„Die Jugend ist unsere Zukunft“

Siegen..  Seit Dienstagabend ist Roland Schöler der neue Vorstands-Vorsitzende der Siegener Sportfreunde. Seit 42 Jahren gehört er dem Verein an, trat schon mit neun Lenzen in der Jugend im Leimbachtal gegen den Ball. Und der Fußball-Nachwuchs ist auch das große Steckenpferd des neuen Vereins-Chef. Wir sprachen mit Roland Schöler.


Herr Schöler, einige der Mitglieder wurden von Ihrer Nominierung am Dienstag doch etwas überrascht. Sie auch?

Nein, nein. Das war schon im Vorfeld so abgesteckt. Ich hatte mein Einverständnis gegeben. So überrumpelt wird hier keiner.

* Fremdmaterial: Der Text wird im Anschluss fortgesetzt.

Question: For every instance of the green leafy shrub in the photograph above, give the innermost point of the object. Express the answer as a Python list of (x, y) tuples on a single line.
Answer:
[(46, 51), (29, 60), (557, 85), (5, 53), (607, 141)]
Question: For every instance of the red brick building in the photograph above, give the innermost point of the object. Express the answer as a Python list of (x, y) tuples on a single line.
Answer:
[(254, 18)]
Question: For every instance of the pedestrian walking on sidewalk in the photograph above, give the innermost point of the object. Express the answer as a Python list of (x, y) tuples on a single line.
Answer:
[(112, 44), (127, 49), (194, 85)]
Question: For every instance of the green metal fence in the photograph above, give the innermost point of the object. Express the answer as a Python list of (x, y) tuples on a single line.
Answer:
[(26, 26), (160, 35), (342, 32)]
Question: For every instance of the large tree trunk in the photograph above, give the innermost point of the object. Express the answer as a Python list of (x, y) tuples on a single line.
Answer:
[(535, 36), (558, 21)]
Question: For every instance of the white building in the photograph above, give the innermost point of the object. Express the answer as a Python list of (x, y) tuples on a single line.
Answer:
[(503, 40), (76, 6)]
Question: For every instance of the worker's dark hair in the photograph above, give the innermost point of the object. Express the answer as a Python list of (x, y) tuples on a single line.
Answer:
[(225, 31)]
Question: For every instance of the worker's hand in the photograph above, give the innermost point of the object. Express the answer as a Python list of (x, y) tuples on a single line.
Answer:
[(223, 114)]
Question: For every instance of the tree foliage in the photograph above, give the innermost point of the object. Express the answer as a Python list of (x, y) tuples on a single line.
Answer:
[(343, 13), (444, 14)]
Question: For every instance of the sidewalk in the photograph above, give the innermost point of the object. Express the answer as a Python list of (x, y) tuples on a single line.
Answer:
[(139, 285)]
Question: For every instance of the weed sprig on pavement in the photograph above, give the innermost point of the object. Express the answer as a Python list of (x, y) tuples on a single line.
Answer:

Hat es im Vorfeld auch schon Planungen gegeben, wie ein Zeitplan für eine sportliche Gesundung bei den Sportfreunden Siegen aussehen könnte?

Ich kann mir nicht vorstellen, dass das jetzt ein Thema sein kann. Es gibt auch keinen irgendwie gearteten Zeitplan. Wir müssen einen Schritt nach dem anderen machen und können nichts übers Knie brechen. Dass der jetzige Zustand uns allen nicht gefällt, dürfte klar sein. Es wartet viel Arbeit auf uns.


Sie hatten es in Ihrer Antrittsrede angedeutet. Ihr Augenmerk liegt auf der Jugend. Was können wir uns darunter vorstellen?

Wir müssen dahin kommen, dass wir in absehbarer Zeit vermehrt Talente aus den eigenen Reihen in den Seniorenbereich bringen. Die Jugend ist unsere Zukunft. Der Aufstieg unserer B-Jugend in die Bundesliga ist ein erstes Signal in diese Richtung. Darauf müssen wir aufbauen und alles tun, mit dieser Mannschaft den Klassenerhalt zu schaffen.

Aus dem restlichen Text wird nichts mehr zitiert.